I suppose if it were being spent on a "LBGT diversity center," that would be OK and encouraged.

Orlin   ·  August 14, 2008 02:56 PM

The nice term for using a free market is risk-benefit analysis. That is what applies to most of us normal folks and works well. But even at an extreme the free market works - that is its beauty. At the extreme, greed (benefit squared) is balanced by fear (risk squared).

As to the professors uncomfortable with the probable slant of a Milton Friedman Institute, there are a few primitive emotional reasons driving the discomfort. Their type of expertise is unlikely to be as valued there; resources are going to a competitor tribe (and they believe that such resouces are limited and inflexible); such dramatic projects are powerful symbolic reminders that their values are not dominant; and such institutes promise an influx of competent opponents to their unchallenged ideas. Without fully articulating such things, such fears and anxieties swim just beneath the surface of this petition.

Assistant Village Idiot   ·  August 14, 2008 04:12 PM

Here is the list of those professors:
https://www.naomiklein.org/shock-doctrine/resources/faculty-letter-mfi


As a student at the University of Chicago, all I can say is that this is hardly a surprise, as many of the same professors also signed the petition arguing against the Iraq war on the grounds that Israel would use it as an opportunity to committ genocide. Don't worry; most of those who signed it are not full times or do work in relevent fields.

JL   ·  August 14, 2008 04:44 PM

As the immortal Bugs Bunny says, "What a bunch of Maroons!"

Sam Wah   ·  August 15, 2008 11:19 PM

I just don't get you're fascination with Friedman. That he purported to be an advocate of economic freedom is all that seems to matter.
He was not that in reality.
He was first and foremost a monetarist.
He believed that simple manipulation of the money supply was all that mattered in the end.
It led him to the obscenity of Pinochet, and the actual creation of, inventor of, the payroll withholding tax. For those alone, no matter what books, and TV specials he later had a hand in, he should be held accountable.
You want real capitalist economists, try von Mises, or von Hayek.

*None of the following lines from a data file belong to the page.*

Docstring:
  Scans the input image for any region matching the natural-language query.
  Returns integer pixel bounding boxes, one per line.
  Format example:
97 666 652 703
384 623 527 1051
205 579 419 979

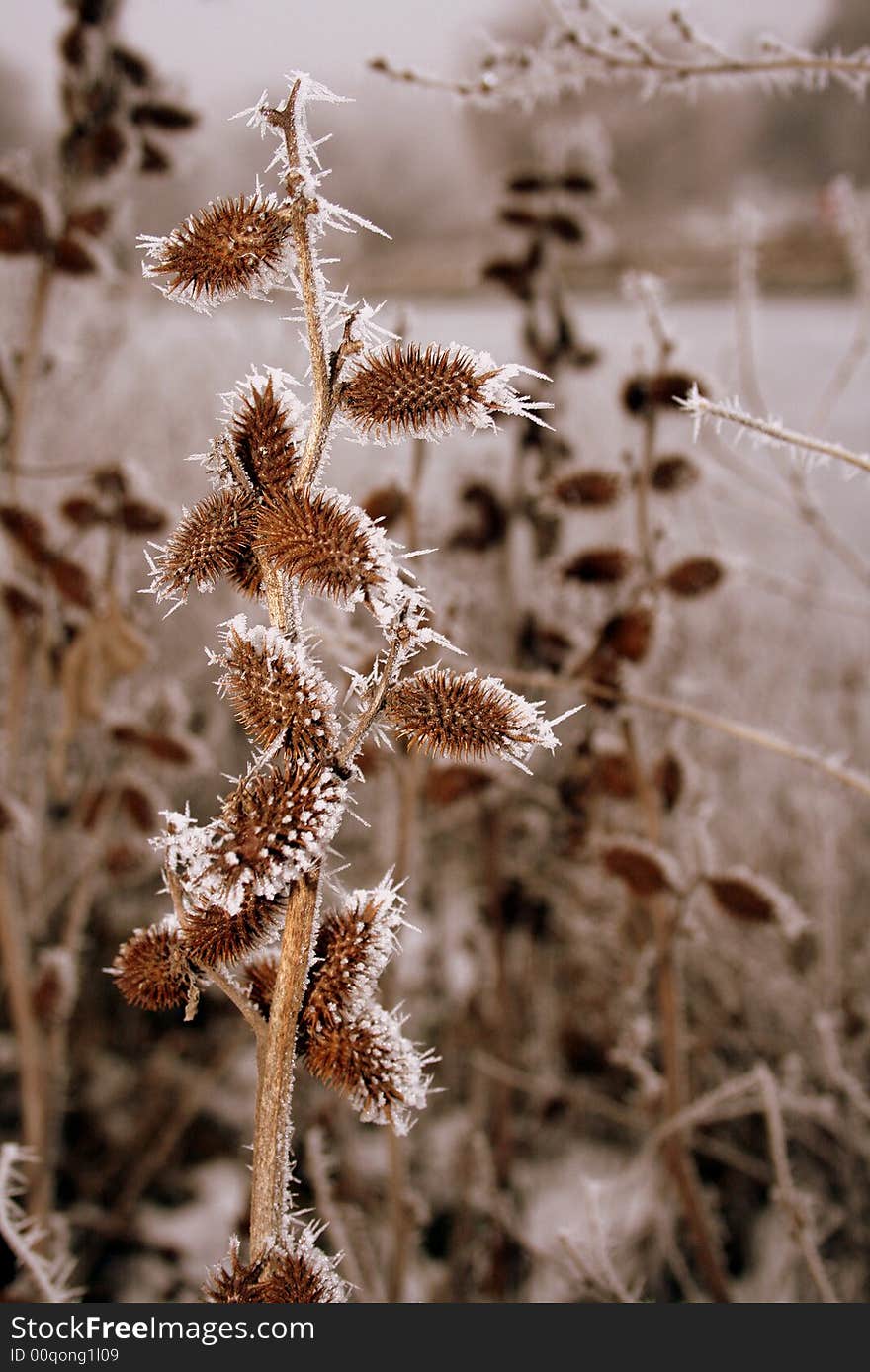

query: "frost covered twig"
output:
754 1062 839 1305
0 1143 81 1305
678 386 870 482
502 668 870 797
371 0 870 104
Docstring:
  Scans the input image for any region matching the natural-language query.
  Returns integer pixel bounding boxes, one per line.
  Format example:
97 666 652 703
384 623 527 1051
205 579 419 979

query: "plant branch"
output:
676 386 870 472
251 871 319 1259
499 667 870 797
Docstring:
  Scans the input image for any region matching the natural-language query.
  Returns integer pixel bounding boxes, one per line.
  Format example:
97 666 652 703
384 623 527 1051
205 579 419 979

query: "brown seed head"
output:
385 667 555 763
153 488 257 600
340 343 485 442
215 757 344 895
230 378 298 491
705 876 777 925
183 891 286 968
600 605 654 662
0 505 52 566
203 1225 347 1305
553 470 622 509
563 548 633 586
255 491 393 605
664 557 725 600
339 343 541 443
220 616 339 759
203 1239 266 1305
113 923 194 1010
142 195 291 310
650 453 700 495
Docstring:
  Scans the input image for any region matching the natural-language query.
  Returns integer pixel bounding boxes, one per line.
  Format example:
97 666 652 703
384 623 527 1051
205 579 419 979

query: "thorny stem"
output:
251 871 318 1261
676 393 870 482
754 1062 839 1305
333 623 404 774
268 81 349 487
203 968 266 1048
0 835 50 1219
501 667 870 797
623 721 732 1302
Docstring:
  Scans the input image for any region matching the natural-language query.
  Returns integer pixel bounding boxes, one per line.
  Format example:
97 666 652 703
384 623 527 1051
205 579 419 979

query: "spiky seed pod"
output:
304 878 404 1028
229 378 300 491
254 491 398 606
301 880 429 1133
203 1235 266 1305
183 891 284 968
153 488 257 601
257 1230 347 1305
203 1224 347 1305
601 838 682 898
664 557 725 600
304 1004 428 1133
563 548 633 586
553 470 623 509
385 667 556 763
244 952 279 1019
339 343 541 443
111 923 194 1010
140 193 291 312
650 453 700 495
210 757 344 909
226 544 263 600
220 615 339 759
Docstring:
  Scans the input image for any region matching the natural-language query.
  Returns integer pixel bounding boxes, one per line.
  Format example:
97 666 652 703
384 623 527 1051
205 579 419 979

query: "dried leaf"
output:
601 838 682 898
664 557 725 600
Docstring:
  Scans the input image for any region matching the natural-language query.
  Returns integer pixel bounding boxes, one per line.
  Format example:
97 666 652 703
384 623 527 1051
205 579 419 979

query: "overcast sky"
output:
3 0 826 121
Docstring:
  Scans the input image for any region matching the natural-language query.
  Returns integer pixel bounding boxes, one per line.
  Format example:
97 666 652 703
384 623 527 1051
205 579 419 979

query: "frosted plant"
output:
371 0 870 106
114 74 573 1301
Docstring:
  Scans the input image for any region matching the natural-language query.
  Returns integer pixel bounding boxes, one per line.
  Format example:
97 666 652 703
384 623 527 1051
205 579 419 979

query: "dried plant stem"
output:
203 968 266 1048
269 81 336 487
251 871 319 1259
499 667 870 797
6 257 55 495
0 835 50 1219
678 393 870 482
304 1125 365 1304
335 626 402 772
754 1062 839 1305
623 719 732 1302
4 625 31 785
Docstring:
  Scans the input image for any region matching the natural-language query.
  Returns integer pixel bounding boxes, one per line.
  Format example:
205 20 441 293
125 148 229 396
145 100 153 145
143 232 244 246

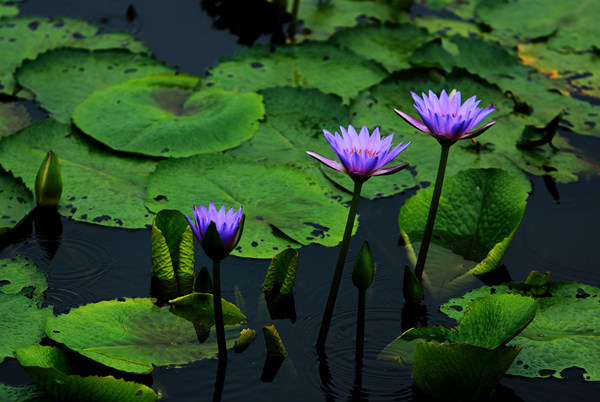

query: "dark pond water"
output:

Frank   ·  August 16, 2008 02:25 AM

Frank,

Where do you buy your talking points? You wuz robbed.

Re: Pinochet - look up Friedman's involvement. It was minimal. And his Principles turned Chile from an economic basket case to a well functioning economy.

He regretted the payroll tax. Every one makes mistakes.

Friedman wrote the intro to the 50th Anniversary Edition of Hayek's "The Road to Serfdom".

As to monetarism - it is now one of the bedrock principles of economics. Which is why Keynes is out of favor and Friedman is in. Look up Reagan's Federal Reserve Chairman (I forget the name) for an operational example. BTW Ronnie was trained in economics.